Financing costs in Spain are deductible, subject to new rules imposed with effect from 1 January 2012, which replaced its previous thin capitalisation rules.

Anti-avoidance rules

With effect from 1 January 2012, "net financial expenses" over €1 million which are in excess of 30% of a company’s "operating profit” are not deductible for Spanish corporation tax purposes.

For this purpose: (i) “net financial expenses" means the excess of financial expenses in respect of financial income and (ii) “operating profit” is a statutory term that essentially describes EBITDA.

“Net financial expenses” that cannot be deducted in a tax period may be deducted in the tax periods ending in the following 18 years, together with the “net financial expenses” of the relevant tax period and subject to the same limit.

In the event that “net financial expenses” of a tax period do not reach 30% of the “operating profit”, the difference may be accumulated and added to the limit applicable in the tax periods ending in the following 5 years.

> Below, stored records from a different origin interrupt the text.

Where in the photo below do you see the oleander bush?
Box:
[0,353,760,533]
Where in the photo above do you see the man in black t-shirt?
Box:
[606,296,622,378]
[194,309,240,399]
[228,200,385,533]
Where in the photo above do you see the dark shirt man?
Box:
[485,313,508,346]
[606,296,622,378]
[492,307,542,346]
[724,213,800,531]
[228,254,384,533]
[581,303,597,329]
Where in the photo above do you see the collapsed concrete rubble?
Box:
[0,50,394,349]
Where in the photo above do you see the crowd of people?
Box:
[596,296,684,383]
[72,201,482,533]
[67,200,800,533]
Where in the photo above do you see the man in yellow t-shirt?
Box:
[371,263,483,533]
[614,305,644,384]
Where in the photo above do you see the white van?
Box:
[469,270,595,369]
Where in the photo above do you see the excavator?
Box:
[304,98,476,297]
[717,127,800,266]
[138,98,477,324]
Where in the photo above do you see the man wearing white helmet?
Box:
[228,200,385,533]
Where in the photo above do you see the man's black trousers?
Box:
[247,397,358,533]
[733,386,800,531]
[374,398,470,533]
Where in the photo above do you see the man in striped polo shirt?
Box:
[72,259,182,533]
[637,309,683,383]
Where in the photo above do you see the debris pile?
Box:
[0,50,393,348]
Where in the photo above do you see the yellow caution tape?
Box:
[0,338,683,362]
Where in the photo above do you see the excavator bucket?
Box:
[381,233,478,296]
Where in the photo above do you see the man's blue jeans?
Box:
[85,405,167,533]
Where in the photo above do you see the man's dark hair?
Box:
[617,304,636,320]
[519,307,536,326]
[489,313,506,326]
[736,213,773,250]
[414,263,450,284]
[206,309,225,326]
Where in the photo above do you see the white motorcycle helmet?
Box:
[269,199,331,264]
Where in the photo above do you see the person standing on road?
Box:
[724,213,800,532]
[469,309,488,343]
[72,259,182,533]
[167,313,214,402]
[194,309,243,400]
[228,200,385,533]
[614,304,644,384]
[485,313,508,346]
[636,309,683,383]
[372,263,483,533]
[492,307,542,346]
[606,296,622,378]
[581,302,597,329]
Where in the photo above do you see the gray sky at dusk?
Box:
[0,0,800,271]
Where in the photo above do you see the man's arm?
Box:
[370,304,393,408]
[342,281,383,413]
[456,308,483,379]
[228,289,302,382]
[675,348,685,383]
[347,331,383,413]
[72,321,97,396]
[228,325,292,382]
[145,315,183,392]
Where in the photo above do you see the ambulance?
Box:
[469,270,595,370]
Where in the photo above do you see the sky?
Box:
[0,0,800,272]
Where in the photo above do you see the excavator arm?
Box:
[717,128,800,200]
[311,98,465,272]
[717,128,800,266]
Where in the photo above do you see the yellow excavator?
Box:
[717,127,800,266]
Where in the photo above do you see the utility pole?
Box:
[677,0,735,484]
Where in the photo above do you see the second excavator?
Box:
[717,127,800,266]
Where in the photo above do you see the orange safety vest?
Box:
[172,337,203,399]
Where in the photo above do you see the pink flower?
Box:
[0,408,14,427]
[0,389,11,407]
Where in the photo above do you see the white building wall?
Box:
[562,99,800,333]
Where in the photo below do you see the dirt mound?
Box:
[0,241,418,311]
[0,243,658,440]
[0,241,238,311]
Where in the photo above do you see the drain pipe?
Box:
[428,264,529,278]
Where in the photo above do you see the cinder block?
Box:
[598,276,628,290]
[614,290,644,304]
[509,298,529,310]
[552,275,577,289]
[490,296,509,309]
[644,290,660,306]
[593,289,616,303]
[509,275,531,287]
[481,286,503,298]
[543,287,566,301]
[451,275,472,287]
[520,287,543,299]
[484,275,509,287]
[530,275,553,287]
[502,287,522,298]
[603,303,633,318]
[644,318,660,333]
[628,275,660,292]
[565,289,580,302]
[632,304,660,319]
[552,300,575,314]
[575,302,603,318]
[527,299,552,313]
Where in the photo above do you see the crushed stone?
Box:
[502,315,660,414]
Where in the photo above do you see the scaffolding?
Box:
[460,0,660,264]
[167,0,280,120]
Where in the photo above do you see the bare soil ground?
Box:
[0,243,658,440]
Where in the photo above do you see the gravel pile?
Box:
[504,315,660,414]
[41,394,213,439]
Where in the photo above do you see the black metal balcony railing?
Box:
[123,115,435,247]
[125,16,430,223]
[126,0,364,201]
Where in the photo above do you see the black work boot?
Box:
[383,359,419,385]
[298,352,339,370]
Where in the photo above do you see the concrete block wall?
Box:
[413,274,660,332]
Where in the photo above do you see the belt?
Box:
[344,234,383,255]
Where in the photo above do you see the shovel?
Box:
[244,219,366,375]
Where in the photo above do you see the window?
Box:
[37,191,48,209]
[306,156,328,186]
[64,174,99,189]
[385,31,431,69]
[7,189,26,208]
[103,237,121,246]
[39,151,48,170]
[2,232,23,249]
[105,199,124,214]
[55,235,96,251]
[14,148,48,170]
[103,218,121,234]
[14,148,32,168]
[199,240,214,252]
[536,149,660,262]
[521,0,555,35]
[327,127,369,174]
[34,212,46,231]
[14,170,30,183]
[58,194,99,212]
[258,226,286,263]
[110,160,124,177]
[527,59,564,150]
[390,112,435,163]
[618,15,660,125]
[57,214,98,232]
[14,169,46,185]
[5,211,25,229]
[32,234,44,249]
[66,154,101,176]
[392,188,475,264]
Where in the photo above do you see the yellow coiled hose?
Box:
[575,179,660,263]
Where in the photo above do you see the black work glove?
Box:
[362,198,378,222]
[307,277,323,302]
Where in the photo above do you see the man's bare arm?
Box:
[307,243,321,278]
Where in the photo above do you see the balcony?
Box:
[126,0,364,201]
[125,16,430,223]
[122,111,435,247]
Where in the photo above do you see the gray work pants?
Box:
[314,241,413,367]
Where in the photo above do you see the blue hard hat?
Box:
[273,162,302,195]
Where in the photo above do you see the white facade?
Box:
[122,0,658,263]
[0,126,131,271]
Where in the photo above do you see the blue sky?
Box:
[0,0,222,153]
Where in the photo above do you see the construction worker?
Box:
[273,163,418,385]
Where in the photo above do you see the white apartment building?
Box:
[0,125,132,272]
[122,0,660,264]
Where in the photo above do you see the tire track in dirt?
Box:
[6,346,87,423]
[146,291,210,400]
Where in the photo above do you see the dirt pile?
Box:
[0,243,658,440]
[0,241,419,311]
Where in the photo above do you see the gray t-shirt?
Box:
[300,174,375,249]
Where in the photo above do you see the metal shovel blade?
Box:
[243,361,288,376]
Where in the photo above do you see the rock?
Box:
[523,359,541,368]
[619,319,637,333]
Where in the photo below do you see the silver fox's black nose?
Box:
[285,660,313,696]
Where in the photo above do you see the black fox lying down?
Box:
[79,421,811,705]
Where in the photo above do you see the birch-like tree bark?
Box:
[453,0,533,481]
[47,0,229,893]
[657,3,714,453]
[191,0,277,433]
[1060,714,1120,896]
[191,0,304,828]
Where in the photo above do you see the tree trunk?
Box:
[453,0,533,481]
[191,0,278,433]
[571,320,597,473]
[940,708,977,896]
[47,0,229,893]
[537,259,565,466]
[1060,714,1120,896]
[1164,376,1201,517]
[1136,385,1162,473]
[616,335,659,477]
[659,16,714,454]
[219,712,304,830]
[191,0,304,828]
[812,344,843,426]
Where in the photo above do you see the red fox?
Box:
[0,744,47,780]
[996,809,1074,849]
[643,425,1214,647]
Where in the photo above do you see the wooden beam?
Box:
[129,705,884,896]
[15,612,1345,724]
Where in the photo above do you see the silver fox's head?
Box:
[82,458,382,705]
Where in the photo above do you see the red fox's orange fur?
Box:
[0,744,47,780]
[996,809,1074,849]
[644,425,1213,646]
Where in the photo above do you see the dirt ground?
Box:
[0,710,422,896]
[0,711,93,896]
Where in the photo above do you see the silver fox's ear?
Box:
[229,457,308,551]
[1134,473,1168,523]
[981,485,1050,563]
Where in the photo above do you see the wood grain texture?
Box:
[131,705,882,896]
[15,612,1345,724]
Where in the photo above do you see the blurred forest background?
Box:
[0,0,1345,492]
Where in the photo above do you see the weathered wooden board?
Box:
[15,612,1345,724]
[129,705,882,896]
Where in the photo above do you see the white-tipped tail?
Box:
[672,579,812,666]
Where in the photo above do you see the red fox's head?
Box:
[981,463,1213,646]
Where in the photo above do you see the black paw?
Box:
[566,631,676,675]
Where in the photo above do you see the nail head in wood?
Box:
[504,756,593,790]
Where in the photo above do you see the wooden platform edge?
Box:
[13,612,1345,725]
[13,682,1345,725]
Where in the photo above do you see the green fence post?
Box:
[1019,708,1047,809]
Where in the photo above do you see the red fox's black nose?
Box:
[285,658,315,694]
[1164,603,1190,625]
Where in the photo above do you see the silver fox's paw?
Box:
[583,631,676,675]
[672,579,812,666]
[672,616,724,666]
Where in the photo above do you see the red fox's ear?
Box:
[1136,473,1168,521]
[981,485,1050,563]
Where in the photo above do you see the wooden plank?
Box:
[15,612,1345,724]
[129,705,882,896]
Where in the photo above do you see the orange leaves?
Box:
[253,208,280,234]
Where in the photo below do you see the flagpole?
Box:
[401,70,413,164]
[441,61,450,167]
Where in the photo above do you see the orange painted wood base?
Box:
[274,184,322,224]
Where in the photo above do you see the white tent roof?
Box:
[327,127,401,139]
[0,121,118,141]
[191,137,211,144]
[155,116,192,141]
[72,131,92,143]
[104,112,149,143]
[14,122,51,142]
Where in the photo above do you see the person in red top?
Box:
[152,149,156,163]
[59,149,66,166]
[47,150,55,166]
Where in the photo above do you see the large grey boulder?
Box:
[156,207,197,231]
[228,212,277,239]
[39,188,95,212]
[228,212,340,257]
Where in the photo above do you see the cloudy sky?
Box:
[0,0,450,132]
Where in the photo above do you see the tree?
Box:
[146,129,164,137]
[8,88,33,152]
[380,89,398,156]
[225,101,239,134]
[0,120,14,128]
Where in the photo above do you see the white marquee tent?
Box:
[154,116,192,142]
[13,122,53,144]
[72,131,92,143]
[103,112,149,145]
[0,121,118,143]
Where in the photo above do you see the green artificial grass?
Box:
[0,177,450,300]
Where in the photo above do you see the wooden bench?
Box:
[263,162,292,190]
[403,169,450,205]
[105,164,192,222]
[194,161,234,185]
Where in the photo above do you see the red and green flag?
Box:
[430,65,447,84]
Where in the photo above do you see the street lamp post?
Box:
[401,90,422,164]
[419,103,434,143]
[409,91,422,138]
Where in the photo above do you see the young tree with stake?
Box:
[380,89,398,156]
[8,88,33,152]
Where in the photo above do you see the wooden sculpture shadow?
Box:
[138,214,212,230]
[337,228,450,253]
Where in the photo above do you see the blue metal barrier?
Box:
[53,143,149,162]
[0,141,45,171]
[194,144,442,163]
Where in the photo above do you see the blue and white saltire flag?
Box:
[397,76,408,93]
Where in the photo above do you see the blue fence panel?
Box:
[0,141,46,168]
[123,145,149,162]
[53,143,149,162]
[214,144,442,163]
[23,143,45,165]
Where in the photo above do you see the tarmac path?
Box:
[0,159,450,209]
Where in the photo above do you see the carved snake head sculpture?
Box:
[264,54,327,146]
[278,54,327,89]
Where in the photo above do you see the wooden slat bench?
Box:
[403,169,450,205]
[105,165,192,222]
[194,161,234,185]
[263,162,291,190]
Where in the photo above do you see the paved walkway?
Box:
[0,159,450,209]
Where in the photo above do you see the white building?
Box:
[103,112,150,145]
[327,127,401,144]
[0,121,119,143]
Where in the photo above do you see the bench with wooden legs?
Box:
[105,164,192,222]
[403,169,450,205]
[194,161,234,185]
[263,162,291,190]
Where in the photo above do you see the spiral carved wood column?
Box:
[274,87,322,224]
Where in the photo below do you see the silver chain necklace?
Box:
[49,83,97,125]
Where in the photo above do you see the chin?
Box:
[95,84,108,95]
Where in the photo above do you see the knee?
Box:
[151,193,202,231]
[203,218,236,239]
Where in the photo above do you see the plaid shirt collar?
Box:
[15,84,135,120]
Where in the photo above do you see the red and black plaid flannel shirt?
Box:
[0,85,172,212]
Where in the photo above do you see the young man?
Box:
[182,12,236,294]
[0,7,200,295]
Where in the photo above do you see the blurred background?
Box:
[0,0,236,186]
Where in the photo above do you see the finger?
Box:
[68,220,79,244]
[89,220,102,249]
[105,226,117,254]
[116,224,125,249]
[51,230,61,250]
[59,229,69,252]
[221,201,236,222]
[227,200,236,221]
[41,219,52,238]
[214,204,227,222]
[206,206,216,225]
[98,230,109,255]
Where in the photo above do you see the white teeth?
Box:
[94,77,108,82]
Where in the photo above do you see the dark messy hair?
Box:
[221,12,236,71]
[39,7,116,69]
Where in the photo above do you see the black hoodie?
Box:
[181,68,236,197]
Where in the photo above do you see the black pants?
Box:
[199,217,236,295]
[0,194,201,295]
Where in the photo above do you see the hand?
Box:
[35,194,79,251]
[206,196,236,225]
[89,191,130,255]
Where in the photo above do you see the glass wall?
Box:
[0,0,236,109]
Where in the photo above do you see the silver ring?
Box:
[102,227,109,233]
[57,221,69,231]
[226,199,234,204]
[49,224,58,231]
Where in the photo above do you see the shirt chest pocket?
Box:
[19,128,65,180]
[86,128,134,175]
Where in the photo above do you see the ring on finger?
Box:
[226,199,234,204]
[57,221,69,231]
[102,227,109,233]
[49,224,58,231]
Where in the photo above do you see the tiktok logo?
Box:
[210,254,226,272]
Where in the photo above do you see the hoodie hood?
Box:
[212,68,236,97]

In the case of entities that apply the tax consolidation regime, the 30% limit applies to the tax group. However, the “net financial expenses” of an entity have been incurred but not yet deducted at the time of its incorporation into the group, will be deductible up to the limit of 30% of its own “operating profit”.

Note that the limit on the deductibility of “net financial expenses” does not apply to credit entities (“entidades de crédito”).

Additionally, as from 1 January 2012, financial expenses derived from intra-group financing are not deductible, when such intra-group financing has been incurred for the purposes of acquiring from a group company a stake in the share capital of a third entity or for the purposes of making a capital contribution in a third entity (unless the transaction has valid commercial reasons).